Clonage, séquençage du génome, médecine personnalisée, data… Les technologies bouleversent nos vies et nos sociétés. La quatorzième édition du Forum européen de bioéthique, dont Libération est partenaire, aura pour thème «l’Intelligence artificielle et nous». En attendant l’événement du 7 au 10 février à Strasbourg, Libération publiera dans ce dossier une série d’articles sur les thématiques abordés.
«Dis ChatGPT, je veux larguer mon copain. Comment lui dire sans trop lui faire mal ?» Choisir un moment approprié, éviter les «tu» et privilégier les «je», rester calme… En quelques secondes, le robot conversationnel à succès déroule une liste de huit conseils détaillés. Et plutôt pertinents.
Depuis sa sortie il y a un peu plus d’un an, l’intelligence artificielle (IA) de la société californienne OpenAI attise les débats sur ses capacités techniques, son impact sur l’emploi ou encore ses compétences déplorables en matière d’humour. Un sujet toutefois se fait discret : la façon dont elle influence nos relations sociales. Pourtant, ponctuellement, la machine s’immisce. En novembre, un RH expliquait auprès de Libération l’utiliser pour l’aider à formuler avec bienveillance des mauvaises nouvelles à destination des salariés. Un rapport cité par le New York Times en juin soulignait que de plus en plus de médecins y avaient recours pour livrer des diagnostics difficiles avec plus d’empathie. Tant et si bien qu’une observation étrange se fait : certains, parmi nous, ont recours à des algorithmes pour faire plus «humains».
Ce samedi 10 février, la psychanalyste et philosophe Elsa Godart participe à une table ronde sur l’impact de l’IA sur nos liens sociaux au Forum européen de bioéthique. La chercheuse, œuvrant à la mise en place d’une éthique du sujet numérique, perçoit dans ce recours intempestif à la technologie une tentative de fuite et de désengagement dans nos relations.
En amitié, en amour, en famille… Comment l’IA peut-elle façonner nos relations ?

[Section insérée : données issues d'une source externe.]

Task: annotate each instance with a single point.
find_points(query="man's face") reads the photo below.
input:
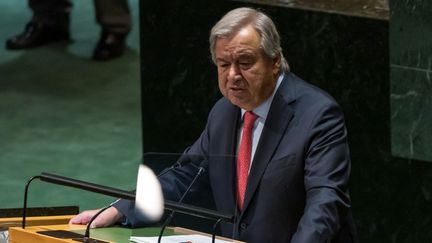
(247, 77)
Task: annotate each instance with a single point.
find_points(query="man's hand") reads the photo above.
(106, 218)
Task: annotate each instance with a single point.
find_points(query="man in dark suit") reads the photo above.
(289, 180)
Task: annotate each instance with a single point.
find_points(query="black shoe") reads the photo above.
(36, 34)
(109, 46)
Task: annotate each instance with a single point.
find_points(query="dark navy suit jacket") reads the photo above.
(298, 184)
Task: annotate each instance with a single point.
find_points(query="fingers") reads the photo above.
(106, 218)
(83, 218)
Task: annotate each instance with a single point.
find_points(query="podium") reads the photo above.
(115, 234)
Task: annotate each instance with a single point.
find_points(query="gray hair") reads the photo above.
(234, 20)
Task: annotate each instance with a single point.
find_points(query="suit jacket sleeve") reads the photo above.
(326, 174)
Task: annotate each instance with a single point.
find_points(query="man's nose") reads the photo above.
(234, 72)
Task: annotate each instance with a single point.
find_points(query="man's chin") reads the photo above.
(239, 102)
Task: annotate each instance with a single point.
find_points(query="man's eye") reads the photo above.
(224, 65)
(245, 64)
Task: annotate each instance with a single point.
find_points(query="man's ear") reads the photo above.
(277, 64)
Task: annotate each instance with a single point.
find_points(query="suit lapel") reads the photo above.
(225, 156)
(278, 118)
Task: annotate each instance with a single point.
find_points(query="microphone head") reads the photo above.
(149, 201)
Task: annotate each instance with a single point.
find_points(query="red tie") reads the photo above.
(244, 156)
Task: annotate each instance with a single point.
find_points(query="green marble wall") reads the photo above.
(345, 55)
(411, 84)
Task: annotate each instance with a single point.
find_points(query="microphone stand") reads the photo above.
(109, 191)
(171, 216)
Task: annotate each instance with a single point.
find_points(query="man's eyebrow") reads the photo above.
(221, 59)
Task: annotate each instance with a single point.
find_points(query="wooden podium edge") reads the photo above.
(5, 223)
(186, 231)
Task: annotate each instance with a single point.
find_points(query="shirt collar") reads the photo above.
(262, 110)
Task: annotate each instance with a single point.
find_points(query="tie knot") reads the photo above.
(249, 119)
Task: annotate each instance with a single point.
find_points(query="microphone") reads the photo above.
(109, 191)
(200, 171)
(179, 163)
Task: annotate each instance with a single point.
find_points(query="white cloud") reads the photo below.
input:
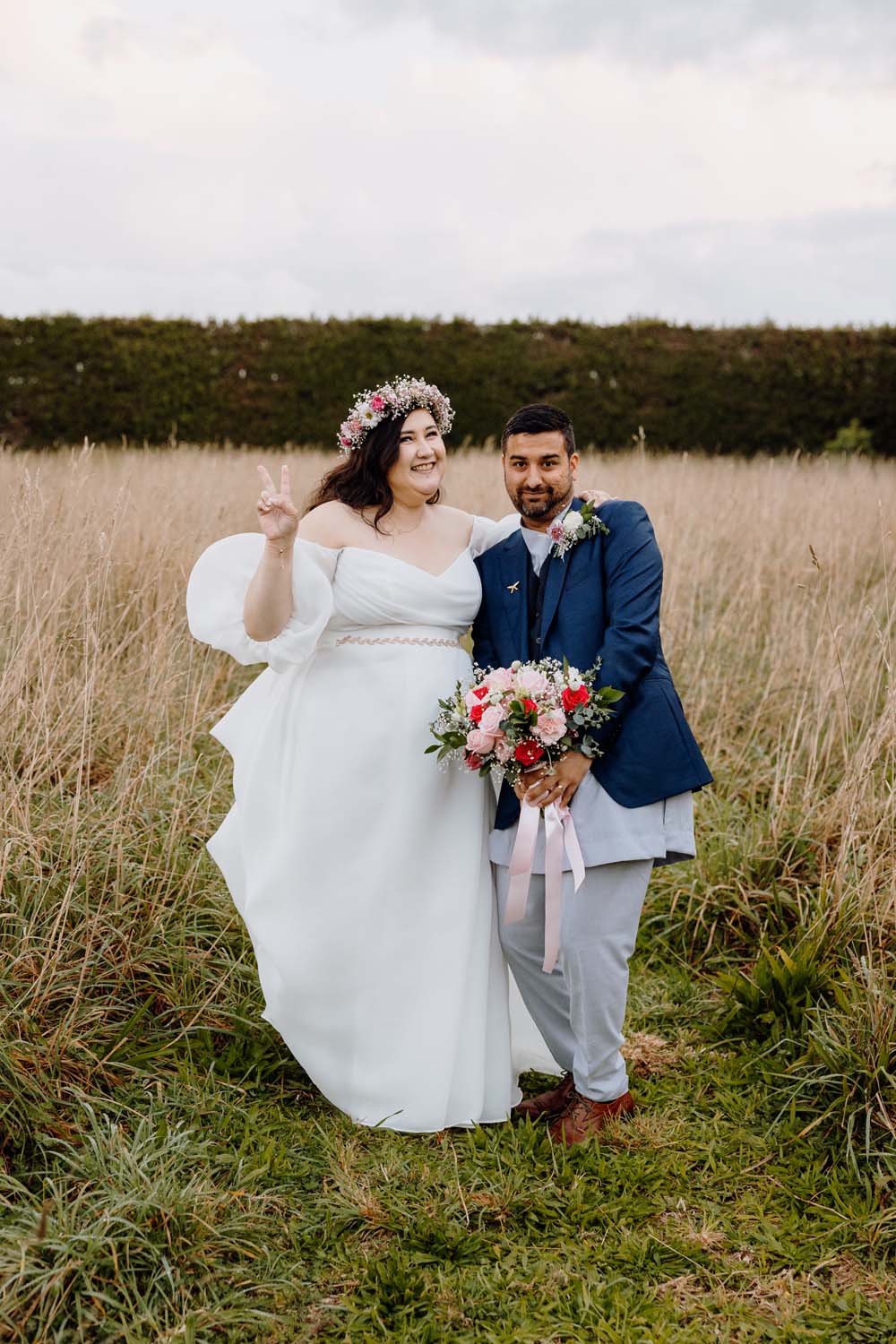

Même avant l’IA générative, la question de l’impact du numérique sur nos relations sociales se posait déjà. Dans mon livre les Vies vides (Armand Colin, 2023), je fais une distinction entre la vie matérielle – faite de corps, de souffrance, de mort – et l’existence virtuelle vécue à travers notre avatar, notre identité numérique construite à partir de ce que l’on veut montrer. En distinguant les deux, j’explique qu’avec le numérique il y a une tentation terrible de fuir sa vie matérielle et la part de tragique qu’elle suppose. Quand quelqu’un nous ennuie, il n’y a qu’à le ghoster. Ou rompre avec lui par SMS dicté. On n’a aucun compte à rendre. Il n’y a pas de responsabilité, je peux insulter qui je veux de façon anonyme. Etre le pire des salauds, au sens sartrien du terme. Je peux me défausser du regard des autres. Ainsi, la tentation est grande d’avoir recours à une forme de «désengagement humain», en ne se confrontant plus au regard de l’autre et à sa parole.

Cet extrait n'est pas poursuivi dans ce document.